Wise, who launched the movement in June 2015, has written a number of blogs for HuffPost detailing her experiences and ideas on how to implement change.
10. Lauren Mayberry
Frontwoman of Scottish electro band Chvrches, Lauren Mayberry wrote a sharply-worded thought piece about sexual harassment on the internet.
“Why should women ‘deal’ with this?,” she said of sexist and derogatory comments online.
“Is the casual objectification of women so commonplace that we should all just suck it up, roll over and accept defeat? I hope not. Objectification, whatever its form, is not something anyone should have to ‘just deal with’.”
11. Rosie Solomon
This month English student and Redbrick Music writer Rosie Solomon’s review of a Baroness gig went viral.
The post, titled ‘This Is Not A Review’, detailed the sexual assault 20-year-old Solomon experienced when watching her favourite band play in Birmingham.

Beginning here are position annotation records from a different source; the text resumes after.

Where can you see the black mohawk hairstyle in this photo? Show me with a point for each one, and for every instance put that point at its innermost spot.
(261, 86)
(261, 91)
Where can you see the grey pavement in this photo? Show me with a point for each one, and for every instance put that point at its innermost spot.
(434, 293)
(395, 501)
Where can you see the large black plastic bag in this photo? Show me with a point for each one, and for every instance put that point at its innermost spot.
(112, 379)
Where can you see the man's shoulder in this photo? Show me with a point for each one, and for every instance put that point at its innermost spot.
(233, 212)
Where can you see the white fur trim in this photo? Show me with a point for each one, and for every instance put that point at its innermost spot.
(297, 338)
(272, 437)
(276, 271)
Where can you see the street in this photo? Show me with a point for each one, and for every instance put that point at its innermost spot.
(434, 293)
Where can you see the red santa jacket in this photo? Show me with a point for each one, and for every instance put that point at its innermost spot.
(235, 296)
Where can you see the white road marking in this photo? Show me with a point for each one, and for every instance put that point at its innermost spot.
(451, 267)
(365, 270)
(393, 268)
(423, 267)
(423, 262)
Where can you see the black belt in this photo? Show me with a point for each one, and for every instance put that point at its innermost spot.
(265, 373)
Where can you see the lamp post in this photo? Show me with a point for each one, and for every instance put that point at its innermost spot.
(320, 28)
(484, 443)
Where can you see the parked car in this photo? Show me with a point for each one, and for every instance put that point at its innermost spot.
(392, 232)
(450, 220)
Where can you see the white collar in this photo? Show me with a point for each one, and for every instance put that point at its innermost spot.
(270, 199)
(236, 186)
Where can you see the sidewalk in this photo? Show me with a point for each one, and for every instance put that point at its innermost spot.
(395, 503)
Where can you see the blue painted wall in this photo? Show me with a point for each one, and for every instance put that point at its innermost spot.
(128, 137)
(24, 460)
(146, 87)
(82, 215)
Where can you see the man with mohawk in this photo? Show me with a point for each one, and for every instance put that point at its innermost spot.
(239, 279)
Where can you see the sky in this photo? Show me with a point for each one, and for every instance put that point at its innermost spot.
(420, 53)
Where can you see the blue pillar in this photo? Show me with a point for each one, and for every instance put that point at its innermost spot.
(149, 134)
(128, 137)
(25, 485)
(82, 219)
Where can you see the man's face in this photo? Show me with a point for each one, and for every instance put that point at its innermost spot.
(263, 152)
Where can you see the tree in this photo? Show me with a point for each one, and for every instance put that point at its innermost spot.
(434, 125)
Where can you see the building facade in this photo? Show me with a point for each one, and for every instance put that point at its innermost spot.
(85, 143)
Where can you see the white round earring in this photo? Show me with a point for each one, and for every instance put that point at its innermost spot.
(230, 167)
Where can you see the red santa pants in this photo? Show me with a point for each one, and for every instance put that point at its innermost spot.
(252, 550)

“I wanted to write this article to encourage anyone to do the same,” she wrote.
“I am not an object of your sexual fantasy, I am a person and I have the right to see my favourite band live by myself without fearing for my safety.”
Speaking to HuffPost UK, Solomon describes being blown away by the response to her article.
“I have received messages from men and women alike thanking me for raising awareness of this problem and saying that I have changed their minds and they would now report similar incidents like this in the future.”